Despite our reliance on this imperium of numbers, we too easily forget that no numerical scale can truly represent the values that are most important: The spirit that makes a worker give his or her best. The altruism that yearns to be used.

There is a hurt and confusion in this nation to which attention must be paid. There is fear, resentment and anxiety among our fellow-citizens, making them ripe for extremists who offer promises of easy salvation. Many Americans are losing, or have lost, faith in institutions and in their leaders; there is little in the culture to satisfy the needs of the soul.

Robert Louis Stevenson said, "To travel hopefully is a better thing than to arrive." We think we arrive with each moment of success--the high rating or the improved profit statement--and we ignore the human values, the meaning of traveling hopefully.

Conservative columnist Michael Novak has said: "A commercial system needs taming and correction by a moral-cultural system independent of commerce." I believe that. But what we have today is a commercial system that is, itself, the dominant force; its influence and impact is largely responsible for the moral-cultural system. Then how can we reclaim the commonweal from the mindless game show it has become?

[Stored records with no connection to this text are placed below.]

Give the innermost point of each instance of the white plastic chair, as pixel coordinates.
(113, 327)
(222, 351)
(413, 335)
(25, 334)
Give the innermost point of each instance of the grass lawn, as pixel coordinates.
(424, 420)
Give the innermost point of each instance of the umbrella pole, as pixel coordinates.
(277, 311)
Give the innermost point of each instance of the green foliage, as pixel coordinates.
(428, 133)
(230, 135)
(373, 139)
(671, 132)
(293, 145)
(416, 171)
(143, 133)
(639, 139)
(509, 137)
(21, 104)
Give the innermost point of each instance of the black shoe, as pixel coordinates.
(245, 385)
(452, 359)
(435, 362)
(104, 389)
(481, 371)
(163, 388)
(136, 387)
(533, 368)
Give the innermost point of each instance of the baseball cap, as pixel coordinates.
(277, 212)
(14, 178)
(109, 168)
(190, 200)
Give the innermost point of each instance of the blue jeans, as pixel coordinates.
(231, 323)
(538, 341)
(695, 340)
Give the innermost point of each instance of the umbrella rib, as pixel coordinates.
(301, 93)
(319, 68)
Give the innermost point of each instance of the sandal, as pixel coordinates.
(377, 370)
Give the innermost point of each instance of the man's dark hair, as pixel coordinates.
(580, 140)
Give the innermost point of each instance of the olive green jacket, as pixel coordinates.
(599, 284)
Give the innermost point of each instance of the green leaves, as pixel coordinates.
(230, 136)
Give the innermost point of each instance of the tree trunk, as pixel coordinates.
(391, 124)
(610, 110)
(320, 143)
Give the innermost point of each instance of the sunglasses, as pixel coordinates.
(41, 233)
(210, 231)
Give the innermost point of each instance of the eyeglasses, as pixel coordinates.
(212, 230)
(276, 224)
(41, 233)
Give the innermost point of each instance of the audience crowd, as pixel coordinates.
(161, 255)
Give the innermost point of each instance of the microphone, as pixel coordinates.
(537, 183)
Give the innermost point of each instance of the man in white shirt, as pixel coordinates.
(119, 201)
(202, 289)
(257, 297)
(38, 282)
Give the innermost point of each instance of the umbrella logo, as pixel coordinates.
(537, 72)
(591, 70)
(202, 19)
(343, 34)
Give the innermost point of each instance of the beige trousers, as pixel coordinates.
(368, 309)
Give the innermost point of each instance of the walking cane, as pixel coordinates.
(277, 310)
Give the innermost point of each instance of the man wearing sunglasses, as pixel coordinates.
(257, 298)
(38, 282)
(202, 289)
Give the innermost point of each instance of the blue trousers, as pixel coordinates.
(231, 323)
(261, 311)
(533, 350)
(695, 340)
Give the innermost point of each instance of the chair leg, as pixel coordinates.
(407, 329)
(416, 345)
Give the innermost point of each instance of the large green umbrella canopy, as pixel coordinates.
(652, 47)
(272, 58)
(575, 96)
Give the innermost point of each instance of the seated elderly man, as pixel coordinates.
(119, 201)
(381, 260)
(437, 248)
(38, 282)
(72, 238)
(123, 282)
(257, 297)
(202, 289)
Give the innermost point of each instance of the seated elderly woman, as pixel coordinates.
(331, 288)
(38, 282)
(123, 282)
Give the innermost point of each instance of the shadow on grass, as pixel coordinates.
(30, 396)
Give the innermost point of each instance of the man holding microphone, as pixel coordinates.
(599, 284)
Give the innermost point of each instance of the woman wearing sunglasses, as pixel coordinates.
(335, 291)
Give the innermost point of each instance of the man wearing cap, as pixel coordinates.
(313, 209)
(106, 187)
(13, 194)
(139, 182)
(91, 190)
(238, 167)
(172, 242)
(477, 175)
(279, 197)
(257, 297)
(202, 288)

We can start by recognizing that government has a major responsibility. I am a product of the free-enterprise system and cherish it. I am also a human being and cherish my humanity. But everything I know about human nature tells me we are innately selfish. When we, the people, must care for things that are \o7 ours\f7 --our water, our air, our safety, our protection from myriad harmful things we reasonable, good people are capable of doing to each other--we have to rely on government. Through government, we provide for the common welfare.

Business nurtures the conceit that its behavior is purely private--but take one look at the largess it receives from government: It once accounted for 29% of federal tax revenues, now down to 6%. Take a look, too, at corporate funding in the political process and it is clear why government must play a more influential role in protecting the commonweal.

As individuals, all of us need to rehabilitate the idea of public service, to set new ethical standards for business, to harness the natural idealism of young people and to encourage leadership everywhere to assume a greater burden of responsibility to lead. As I said, the villain is the climate. It needs changing.